The two storms, while they are about 1,500 miles apart, might have a lot in common, says the professor who leads this research project.
"By the time it comes ashore, Ida might have a cool eye at its center," said Dr. Kevin Knupp, an atmospheric science professor who leads the severe weather research team at The University of Alabama in Huntsville.
"Typically the transition from warm to cool happens inland or when hurricanes are blown further north in the Atlantic, but the late season cooler air is driving Ida's transition at landfall.
"We're interested in studying how the boundary layers in the hurricane's structure change as it moves from water onto land."
Because it might have a cool eye when it comes ashore, Ida might have a structure similar to a low pressure system the team will study later this week somewhere between Iowa and Minneapolis, Minnesota.
In these "mid-latitude" cyclones (or low pressure systems), warmer air is pulled up from the south.
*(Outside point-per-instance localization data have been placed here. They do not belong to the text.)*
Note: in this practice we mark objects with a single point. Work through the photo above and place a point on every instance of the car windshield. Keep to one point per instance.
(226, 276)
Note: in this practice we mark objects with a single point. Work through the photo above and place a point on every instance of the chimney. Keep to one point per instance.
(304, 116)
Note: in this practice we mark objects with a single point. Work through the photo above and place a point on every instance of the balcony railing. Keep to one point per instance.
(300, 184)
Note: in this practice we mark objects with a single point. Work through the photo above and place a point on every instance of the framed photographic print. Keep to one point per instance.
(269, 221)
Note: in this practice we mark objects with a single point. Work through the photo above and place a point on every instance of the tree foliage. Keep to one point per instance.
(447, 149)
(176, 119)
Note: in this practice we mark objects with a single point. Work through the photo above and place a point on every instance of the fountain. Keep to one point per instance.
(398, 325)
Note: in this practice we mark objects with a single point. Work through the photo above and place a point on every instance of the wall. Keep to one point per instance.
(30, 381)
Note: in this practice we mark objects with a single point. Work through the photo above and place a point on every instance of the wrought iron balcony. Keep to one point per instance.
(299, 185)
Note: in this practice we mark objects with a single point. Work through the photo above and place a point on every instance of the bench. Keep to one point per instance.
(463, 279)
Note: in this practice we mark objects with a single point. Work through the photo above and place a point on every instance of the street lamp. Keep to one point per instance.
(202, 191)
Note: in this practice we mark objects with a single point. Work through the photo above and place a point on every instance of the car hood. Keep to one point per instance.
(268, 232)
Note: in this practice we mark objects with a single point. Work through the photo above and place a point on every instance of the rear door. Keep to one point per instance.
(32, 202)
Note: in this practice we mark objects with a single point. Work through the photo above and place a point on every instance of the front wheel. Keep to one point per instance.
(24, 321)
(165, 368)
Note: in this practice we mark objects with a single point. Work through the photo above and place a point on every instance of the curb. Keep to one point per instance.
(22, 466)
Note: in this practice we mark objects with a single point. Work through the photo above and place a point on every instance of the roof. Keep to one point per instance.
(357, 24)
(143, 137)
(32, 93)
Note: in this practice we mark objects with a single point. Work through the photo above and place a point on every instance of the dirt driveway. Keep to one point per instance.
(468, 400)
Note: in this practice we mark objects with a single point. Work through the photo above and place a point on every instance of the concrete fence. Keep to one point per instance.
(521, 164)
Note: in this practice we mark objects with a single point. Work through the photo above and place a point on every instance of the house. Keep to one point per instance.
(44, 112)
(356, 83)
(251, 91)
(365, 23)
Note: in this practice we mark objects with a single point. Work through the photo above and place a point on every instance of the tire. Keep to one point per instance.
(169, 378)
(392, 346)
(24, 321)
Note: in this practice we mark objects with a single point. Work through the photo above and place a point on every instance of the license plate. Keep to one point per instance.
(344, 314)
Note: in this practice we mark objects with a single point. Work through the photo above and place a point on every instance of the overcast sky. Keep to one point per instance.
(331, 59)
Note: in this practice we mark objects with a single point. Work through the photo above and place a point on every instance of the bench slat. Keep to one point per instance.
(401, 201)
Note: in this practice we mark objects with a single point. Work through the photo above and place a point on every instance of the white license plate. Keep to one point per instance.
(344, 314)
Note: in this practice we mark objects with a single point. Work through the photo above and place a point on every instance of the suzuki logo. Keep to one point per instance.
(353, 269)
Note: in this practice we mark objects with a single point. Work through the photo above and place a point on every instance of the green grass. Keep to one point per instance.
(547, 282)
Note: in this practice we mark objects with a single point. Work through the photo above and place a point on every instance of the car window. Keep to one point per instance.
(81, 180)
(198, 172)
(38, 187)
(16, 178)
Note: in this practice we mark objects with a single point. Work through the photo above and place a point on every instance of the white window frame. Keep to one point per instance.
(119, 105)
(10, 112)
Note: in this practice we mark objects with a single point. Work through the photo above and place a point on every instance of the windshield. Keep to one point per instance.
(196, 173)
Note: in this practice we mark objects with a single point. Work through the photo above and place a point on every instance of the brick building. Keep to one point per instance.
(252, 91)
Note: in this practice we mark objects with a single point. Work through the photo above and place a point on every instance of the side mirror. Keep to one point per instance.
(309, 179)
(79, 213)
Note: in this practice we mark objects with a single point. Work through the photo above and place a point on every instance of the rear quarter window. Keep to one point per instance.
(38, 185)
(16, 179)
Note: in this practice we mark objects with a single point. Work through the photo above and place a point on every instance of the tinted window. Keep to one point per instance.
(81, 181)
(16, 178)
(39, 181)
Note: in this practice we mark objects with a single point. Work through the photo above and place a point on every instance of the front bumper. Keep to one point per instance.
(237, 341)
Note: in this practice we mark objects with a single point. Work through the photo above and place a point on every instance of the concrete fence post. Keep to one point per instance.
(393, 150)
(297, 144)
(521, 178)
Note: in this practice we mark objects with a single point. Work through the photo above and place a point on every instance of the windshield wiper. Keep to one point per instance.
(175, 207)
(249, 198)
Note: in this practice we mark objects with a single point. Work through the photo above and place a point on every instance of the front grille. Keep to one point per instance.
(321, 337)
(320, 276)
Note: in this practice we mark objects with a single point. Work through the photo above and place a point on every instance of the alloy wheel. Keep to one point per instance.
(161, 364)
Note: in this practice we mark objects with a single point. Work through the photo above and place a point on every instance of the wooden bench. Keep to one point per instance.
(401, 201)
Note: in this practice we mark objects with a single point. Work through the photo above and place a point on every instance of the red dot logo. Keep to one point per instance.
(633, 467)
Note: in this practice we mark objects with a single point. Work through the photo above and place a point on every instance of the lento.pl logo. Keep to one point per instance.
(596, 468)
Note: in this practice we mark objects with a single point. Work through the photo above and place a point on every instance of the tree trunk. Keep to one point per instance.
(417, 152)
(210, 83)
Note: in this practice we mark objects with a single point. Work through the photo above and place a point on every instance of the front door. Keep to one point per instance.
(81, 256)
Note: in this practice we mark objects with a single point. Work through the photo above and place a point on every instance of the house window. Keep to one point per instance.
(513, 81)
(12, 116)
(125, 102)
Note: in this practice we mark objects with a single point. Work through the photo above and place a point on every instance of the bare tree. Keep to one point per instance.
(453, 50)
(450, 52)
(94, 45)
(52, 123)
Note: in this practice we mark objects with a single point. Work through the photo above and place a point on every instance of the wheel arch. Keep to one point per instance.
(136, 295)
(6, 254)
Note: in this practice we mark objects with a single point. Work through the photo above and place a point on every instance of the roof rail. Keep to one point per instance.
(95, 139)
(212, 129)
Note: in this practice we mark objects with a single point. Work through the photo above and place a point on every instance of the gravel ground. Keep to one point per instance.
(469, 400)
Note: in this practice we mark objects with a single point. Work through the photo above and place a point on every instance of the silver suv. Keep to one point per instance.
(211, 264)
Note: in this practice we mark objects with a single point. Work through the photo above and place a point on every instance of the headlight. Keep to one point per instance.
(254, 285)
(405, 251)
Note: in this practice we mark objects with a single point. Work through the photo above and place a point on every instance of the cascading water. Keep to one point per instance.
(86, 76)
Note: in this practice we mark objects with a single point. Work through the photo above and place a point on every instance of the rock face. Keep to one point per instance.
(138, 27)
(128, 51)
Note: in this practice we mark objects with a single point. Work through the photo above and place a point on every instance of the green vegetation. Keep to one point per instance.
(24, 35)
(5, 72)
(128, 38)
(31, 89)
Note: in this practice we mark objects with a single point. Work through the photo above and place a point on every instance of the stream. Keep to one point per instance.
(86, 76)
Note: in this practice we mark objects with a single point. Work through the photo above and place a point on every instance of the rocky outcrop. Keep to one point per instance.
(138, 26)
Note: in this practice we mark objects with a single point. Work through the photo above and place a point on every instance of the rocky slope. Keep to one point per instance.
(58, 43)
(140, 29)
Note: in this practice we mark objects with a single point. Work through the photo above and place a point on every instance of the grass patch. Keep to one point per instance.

It rises as it circles the low pressure center.
Researchers would like to know how that vertical motion contributes to the heavy rain and snow associated with those systems, whether they are land falling hurricanes or Northern low-pressure systems.
The UAHuntsville team uses a portable weather research center that includes two Doppler radar units and a suite of instruments designed to gather detailed information about whatever weather might be passing overhead. Ida is the tenth hurricane or tropical storm to be intercepted and studied by UAHuntsville researchers and students.
After Ida passes, the hurricane team will rush back to campus. They might have less than two days to refuel and swap T-shirts and flip flops for parkas and mukluks before heading north to join a multi-university team that is studying blizzards.